Vanjit shifted her hands and her body into a pose that was both a rebuke and an accusation. Maati hesitated. He had imagined a thousand scenarios for this meeting, but they had all involved the words he would speak, and what she would say in return. His first impulse now was toward apology, but something in the back of his mind resisted. Her face was a mask of self-righteous anger, and, to his surprise, he recognized the expression as one he himself had worn in a thousand fantasies. In his dreams, he had been facing Otah, and Otah had been the one to beg forgiveness.
Like a voice speaking in his ear, he knew why his hands would not take an apologetic pose. She is here to see you abased. Do it now, and you have nothing left to offer her. Maati pulled his shoulders back, lifted his chin, and took a pose that requested an audience. Its nuances didn't claim his superiority as a teacher to a student but neither did they cede it. Vanjit's eyes narrowed. Maati waited, his breath short and anxiety plucking at him.

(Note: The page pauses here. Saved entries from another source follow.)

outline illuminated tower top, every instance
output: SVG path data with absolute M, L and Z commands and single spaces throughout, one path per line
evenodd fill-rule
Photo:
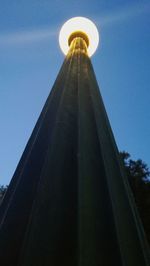
M 84 39 L 89 56 L 95 53 L 99 43 L 99 34 L 95 24 L 91 20 L 84 17 L 75 17 L 69 19 L 62 26 L 59 34 L 59 44 L 65 55 L 67 55 L 71 41 L 75 37 Z

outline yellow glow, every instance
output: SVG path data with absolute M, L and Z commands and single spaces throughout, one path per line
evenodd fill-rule
M 87 48 L 88 55 L 92 56 L 99 43 L 99 34 L 95 24 L 84 17 L 74 17 L 69 19 L 62 26 L 59 33 L 59 45 L 63 53 L 66 55 L 69 50 L 68 39 L 75 31 L 84 32 L 89 38 L 89 46 Z

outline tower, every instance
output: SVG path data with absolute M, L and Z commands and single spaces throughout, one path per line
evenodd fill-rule
M 150 265 L 88 55 L 91 24 L 75 22 L 0 208 L 2 266 Z

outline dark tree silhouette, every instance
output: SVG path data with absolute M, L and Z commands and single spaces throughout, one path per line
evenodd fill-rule
M 0 203 L 1 203 L 2 199 L 3 199 L 3 197 L 4 197 L 4 194 L 6 193 L 7 187 L 8 186 L 1 186 L 0 185 Z
M 145 234 L 150 244 L 150 171 L 141 159 L 131 159 L 129 153 L 120 152 L 123 159 L 129 184 L 143 223 Z

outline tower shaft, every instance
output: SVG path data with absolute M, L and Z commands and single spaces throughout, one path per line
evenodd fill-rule
M 1 206 L 2 266 L 146 266 L 147 242 L 78 37 Z

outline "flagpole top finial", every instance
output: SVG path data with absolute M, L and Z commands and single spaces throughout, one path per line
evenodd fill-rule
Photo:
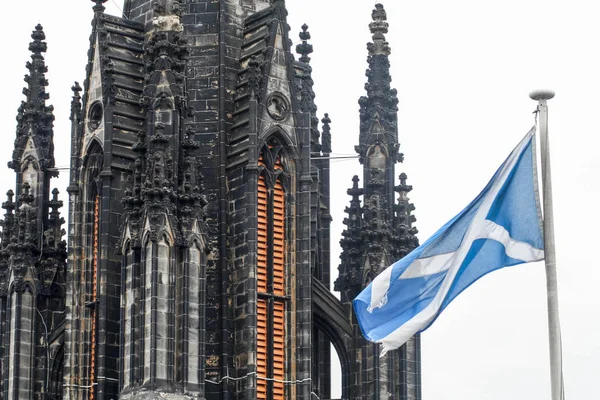
M 529 93 L 533 100 L 550 100 L 554 97 L 554 91 L 546 89 L 533 90 Z

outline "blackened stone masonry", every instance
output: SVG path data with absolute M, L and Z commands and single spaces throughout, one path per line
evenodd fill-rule
M 12 161 L 16 190 L 2 203 L 0 243 L 0 352 L 3 398 L 62 395 L 66 242 L 54 166 L 53 107 L 43 53 L 46 35 L 35 27 L 29 44 L 25 101 L 17 114 Z M 52 195 L 52 197 L 51 197 Z
M 380 357 L 351 301 L 418 245 L 388 23 L 372 14 L 339 277 L 332 119 L 283 0 L 93 0 L 73 85 L 68 253 L 45 35 L 32 34 L 2 203 L 0 397 L 420 400 L 420 341 Z M 293 54 L 293 51 L 298 54 Z

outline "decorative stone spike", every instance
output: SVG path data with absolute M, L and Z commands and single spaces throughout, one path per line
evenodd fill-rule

Vanjit took a pose appropriate to a superior granting a servant or slave an indulgence. Maati didn't correct her, but neither did he respond. Vanjit looked down as if the andat had cried out or perhaps spoken, then shifted her hands and her body to a pose of formal invitation appropriate for an evening's meal. Only then did Maati accept, shifting afterward to a pose of query. Vanjit indicated the balcony on which she stood, and then made a gesture that implied either intimacy or solitude.
Meet me here. In my territory and on my terms. Come alone.
Maati moved to an accepting pose, smiling to himself as much as to the girl in the palaces. With a physical sensation like that of a gnat flying into his eye, Maati's vision blurred back to merely human acuity. He turned his attention back to Danat.
The boy looked half-frantic. He held his blade as if prepared for an attack, his gaze darting from tree to wall as if he could see the things that Maati had seen. The moons that passed around the wandering stars, the infinitesimal animals that made their home in a drop of rain, or the girl on her high balcony halfway across the city. Maati had no doubt she was still watching them.
"Come along, then," he said. "We're done here."
"You saw her," Danat said.
"I did."
"Where is she? What did she want?"
"She's at the palaces, and there's no point in rushing over there like a man on fire. She can see everything, and she knows to watch. We could no more take her by surprise than fly."
Maati took a deep breath and turned back along the path they'd just come. There was no reason to follow Otah's route now, and Maati wanted to sit down for a while, perhaps drink a bowl of wine, perhaps speak to Eiah for a time. He wanted to understand better why the dread in his breast was mixed with elation, the fear with pleasure.
"What does she want?" Danat asked, trotting to catch up to Maati.
"I suppose that depends upon how you look at things," Maati said. "In the greater scheme, she wants what any of us do. Love, a family, respect. In the smaller, I believe she wants to see me beg before I die. The odd thing is that even if she had that, it wouldn't bring her any last„ ing peace.
"I don't understand."
Maati stopped. It occurred to him that if he had taken the wrong pose, made the wrong decision just now, he and the boy would be trying to find their way back to camp by smell. He put a hand on Danat's shoulder.